If we press upon each other,

palms to eyes,

could we change the impact

of that shadow, of our shape?


Away from them, out of the meeting room, into the bright lounge, straight for her door…the door she couldn't open alone.

Kalypso raised her fists and, slowly, set them against the cold metal between her and solitude, then pressed her forehead against the knuckles of her thumbs.

In a second, she'd slink back like a beaten dog and ask somebody to open this door for her. There wasn't a choice. It was that or sleep on the bench in the locker room, where any of them could burst in on her at any time. She had to.
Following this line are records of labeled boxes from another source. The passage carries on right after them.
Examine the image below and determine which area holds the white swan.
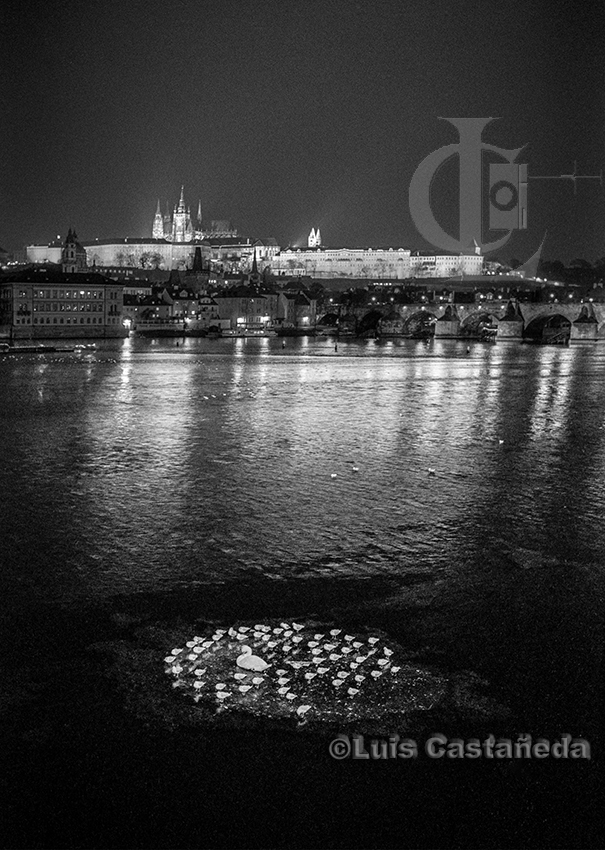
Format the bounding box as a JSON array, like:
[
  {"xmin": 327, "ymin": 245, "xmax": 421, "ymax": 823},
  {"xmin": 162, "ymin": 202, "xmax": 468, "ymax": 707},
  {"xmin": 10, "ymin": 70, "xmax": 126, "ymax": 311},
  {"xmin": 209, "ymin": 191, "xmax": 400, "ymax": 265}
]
[{"xmin": 237, "ymin": 646, "xmax": 269, "ymax": 672}]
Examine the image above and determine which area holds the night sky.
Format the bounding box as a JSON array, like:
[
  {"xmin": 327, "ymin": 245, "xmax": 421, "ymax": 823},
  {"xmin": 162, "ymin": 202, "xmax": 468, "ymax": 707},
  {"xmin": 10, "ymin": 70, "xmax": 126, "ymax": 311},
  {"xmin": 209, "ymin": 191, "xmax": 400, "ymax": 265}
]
[{"xmin": 0, "ymin": 0, "xmax": 605, "ymax": 261}]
She'd do it, in a second. In a minute. When she could conjure the spine to turn around and withstand them again.

Her head hurt. Her stomach heaved. Her skin prickled with chills, then heat.

"Don't freak out."

Something settled in between her shoulder blades.
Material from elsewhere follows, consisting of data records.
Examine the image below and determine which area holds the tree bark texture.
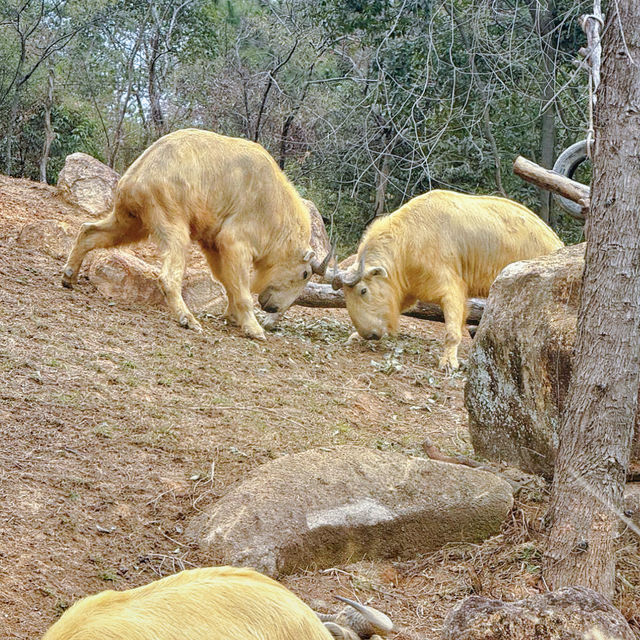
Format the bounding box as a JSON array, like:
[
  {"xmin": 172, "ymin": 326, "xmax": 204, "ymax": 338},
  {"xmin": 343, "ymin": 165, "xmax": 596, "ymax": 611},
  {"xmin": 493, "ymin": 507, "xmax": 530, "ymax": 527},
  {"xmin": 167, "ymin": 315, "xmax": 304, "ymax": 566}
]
[
  {"xmin": 40, "ymin": 66, "xmax": 55, "ymax": 183},
  {"xmin": 545, "ymin": 0, "xmax": 640, "ymax": 598}
]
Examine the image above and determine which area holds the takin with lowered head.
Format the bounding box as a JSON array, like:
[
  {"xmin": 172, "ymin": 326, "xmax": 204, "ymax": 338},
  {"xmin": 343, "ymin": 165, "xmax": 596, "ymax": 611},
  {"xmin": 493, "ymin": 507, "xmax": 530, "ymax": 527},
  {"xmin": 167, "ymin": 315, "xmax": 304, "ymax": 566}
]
[
  {"xmin": 327, "ymin": 190, "xmax": 563, "ymax": 370},
  {"xmin": 62, "ymin": 129, "xmax": 329, "ymax": 339},
  {"xmin": 43, "ymin": 567, "xmax": 393, "ymax": 640}
]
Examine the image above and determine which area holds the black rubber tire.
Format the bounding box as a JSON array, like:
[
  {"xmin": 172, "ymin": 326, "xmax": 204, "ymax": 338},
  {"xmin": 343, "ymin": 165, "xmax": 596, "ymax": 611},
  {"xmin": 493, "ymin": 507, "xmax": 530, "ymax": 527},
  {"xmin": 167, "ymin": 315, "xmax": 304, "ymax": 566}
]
[{"xmin": 553, "ymin": 140, "xmax": 587, "ymax": 221}]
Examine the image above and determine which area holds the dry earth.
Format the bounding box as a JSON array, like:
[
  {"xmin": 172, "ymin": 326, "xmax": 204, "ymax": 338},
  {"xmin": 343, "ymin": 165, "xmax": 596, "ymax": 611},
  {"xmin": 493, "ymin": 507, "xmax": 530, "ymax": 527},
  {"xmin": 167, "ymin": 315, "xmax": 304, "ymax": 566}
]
[{"xmin": 0, "ymin": 177, "xmax": 638, "ymax": 640}]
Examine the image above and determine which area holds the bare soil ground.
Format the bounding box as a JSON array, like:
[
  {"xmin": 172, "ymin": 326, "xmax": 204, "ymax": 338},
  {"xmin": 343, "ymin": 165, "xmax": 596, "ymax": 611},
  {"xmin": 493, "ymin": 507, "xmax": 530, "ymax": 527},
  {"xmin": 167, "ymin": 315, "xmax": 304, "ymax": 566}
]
[{"xmin": 0, "ymin": 177, "xmax": 637, "ymax": 640}]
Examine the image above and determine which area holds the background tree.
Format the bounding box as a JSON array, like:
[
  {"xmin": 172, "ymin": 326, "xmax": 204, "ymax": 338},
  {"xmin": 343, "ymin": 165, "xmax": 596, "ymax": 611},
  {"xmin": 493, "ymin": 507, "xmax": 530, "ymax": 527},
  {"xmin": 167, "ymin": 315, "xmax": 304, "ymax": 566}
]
[{"xmin": 546, "ymin": 0, "xmax": 640, "ymax": 597}]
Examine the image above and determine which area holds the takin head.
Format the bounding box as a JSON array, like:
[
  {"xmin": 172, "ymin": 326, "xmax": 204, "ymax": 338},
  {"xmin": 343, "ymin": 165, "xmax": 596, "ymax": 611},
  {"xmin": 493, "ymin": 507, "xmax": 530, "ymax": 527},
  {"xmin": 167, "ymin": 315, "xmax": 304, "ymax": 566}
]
[
  {"xmin": 331, "ymin": 250, "xmax": 400, "ymax": 340},
  {"xmin": 252, "ymin": 248, "xmax": 332, "ymax": 313}
]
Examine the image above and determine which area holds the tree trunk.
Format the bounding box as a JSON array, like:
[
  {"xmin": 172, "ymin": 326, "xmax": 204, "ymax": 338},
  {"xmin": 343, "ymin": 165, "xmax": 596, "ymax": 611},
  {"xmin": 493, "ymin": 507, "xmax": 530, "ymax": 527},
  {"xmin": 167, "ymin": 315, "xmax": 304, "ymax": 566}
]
[
  {"xmin": 40, "ymin": 66, "xmax": 55, "ymax": 183},
  {"xmin": 373, "ymin": 128, "xmax": 391, "ymax": 218},
  {"xmin": 545, "ymin": 0, "xmax": 640, "ymax": 597}
]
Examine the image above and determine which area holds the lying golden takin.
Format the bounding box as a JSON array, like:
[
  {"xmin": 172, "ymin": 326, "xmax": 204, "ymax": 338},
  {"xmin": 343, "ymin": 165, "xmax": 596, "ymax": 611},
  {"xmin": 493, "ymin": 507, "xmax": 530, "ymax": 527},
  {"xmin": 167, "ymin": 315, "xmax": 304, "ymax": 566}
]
[{"xmin": 42, "ymin": 567, "xmax": 393, "ymax": 640}]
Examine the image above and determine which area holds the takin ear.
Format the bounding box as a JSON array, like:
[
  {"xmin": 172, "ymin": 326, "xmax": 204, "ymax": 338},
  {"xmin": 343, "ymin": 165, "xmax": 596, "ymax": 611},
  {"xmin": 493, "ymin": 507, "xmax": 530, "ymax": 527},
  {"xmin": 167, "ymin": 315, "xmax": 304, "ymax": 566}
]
[{"xmin": 364, "ymin": 266, "xmax": 389, "ymax": 278}]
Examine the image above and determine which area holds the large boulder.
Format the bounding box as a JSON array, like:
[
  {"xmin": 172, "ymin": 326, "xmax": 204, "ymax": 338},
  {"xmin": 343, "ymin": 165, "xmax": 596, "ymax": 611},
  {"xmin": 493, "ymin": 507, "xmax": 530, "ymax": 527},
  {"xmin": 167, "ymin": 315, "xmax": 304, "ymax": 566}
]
[
  {"xmin": 192, "ymin": 446, "xmax": 513, "ymax": 576},
  {"xmin": 58, "ymin": 152, "xmax": 120, "ymax": 217},
  {"xmin": 465, "ymin": 244, "xmax": 640, "ymax": 477},
  {"xmin": 442, "ymin": 587, "xmax": 635, "ymax": 640},
  {"xmin": 89, "ymin": 250, "xmax": 224, "ymax": 312}
]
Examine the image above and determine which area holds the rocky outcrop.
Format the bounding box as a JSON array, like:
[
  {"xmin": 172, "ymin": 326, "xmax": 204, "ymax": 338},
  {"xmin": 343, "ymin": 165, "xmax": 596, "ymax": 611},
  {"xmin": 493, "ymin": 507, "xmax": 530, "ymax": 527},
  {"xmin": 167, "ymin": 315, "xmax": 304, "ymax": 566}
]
[
  {"xmin": 442, "ymin": 587, "xmax": 635, "ymax": 640},
  {"xmin": 193, "ymin": 446, "xmax": 512, "ymax": 576},
  {"xmin": 465, "ymin": 244, "xmax": 640, "ymax": 477},
  {"xmin": 58, "ymin": 153, "xmax": 120, "ymax": 217},
  {"xmin": 89, "ymin": 250, "xmax": 224, "ymax": 312}
]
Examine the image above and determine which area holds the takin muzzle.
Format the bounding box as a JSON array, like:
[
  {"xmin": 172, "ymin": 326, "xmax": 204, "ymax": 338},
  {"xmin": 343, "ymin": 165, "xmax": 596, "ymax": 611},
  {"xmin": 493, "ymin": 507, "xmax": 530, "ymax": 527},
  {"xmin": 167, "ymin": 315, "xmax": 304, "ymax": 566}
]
[{"xmin": 316, "ymin": 596, "xmax": 393, "ymax": 640}]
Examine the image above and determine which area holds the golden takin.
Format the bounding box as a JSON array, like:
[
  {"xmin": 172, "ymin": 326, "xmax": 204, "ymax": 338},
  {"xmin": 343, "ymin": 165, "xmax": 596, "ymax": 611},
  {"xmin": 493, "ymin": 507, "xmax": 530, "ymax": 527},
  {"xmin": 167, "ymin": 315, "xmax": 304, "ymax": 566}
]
[
  {"xmin": 62, "ymin": 129, "xmax": 328, "ymax": 339},
  {"xmin": 330, "ymin": 190, "xmax": 563, "ymax": 370},
  {"xmin": 42, "ymin": 567, "xmax": 393, "ymax": 640}
]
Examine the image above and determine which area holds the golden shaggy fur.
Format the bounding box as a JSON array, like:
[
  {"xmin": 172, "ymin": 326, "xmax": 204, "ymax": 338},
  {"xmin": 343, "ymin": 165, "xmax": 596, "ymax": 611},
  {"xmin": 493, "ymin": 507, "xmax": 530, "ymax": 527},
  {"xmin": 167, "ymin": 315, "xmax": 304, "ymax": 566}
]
[
  {"xmin": 43, "ymin": 567, "xmax": 332, "ymax": 640},
  {"xmin": 343, "ymin": 190, "xmax": 563, "ymax": 369},
  {"xmin": 63, "ymin": 129, "xmax": 313, "ymax": 338}
]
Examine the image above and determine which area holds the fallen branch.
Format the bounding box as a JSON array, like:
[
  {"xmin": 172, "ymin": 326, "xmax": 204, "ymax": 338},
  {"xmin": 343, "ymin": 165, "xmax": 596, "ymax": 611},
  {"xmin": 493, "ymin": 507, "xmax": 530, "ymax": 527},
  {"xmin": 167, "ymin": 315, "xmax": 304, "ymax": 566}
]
[
  {"xmin": 294, "ymin": 282, "xmax": 485, "ymax": 325},
  {"xmin": 513, "ymin": 156, "xmax": 591, "ymax": 213}
]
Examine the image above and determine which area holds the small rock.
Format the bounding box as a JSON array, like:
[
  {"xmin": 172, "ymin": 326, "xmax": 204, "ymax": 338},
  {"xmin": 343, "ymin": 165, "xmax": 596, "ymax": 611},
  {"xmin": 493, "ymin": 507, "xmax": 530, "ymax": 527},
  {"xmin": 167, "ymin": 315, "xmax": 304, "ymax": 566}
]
[
  {"xmin": 442, "ymin": 587, "xmax": 635, "ymax": 640},
  {"xmin": 89, "ymin": 250, "xmax": 224, "ymax": 313},
  {"xmin": 58, "ymin": 153, "xmax": 120, "ymax": 217},
  {"xmin": 17, "ymin": 220, "xmax": 75, "ymax": 260}
]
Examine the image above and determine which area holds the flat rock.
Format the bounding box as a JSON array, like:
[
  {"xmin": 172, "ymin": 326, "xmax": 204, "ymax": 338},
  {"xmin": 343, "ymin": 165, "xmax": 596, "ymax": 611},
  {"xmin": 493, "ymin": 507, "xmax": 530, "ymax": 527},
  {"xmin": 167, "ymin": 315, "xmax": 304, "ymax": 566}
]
[
  {"xmin": 89, "ymin": 250, "xmax": 224, "ymax": 312},
  {"xmin": 442, "ymin": 587, "xmax": 635, "ymax": 640},
  {"xmin": 58, "ymin": 152, "xmax": 120, "ymax": 217},
  {"xmin": 192, "ymin": 446, "xmax": 513, "ymax": 576}
]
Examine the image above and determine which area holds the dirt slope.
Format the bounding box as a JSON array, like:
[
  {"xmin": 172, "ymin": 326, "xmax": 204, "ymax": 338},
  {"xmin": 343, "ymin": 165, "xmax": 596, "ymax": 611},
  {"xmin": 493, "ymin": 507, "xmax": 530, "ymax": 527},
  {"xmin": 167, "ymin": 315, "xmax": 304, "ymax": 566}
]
[{"xmin": 0, "ymin": 177, "xmax": 636, "ymax": 640}]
There wasn't any Flare steaming from him, but nonetheless Jaegerjaquez cut through her with his presence, shuddered her lungs and made fresh sweat start at her temples.

When she started to turn, though, that faint pressure left her back-and he was standing not quite behind her, angled away, his scowl directed at some other corner of the room. His blue eyes did not move toward hers. He was holding out a volleyball, which he'd just lifted from the cradle of her back where he'd set it.

It was the ball she'd taken from the gym. She'd forgotten she'd had it. At some point, in that meeting or maybe even before, it had dropped from her hands and been wiped from her mind.

He was palming it, his arm fully extended to hold it out to her. He was as far away from her as he could be while still keeping that ball in her reach.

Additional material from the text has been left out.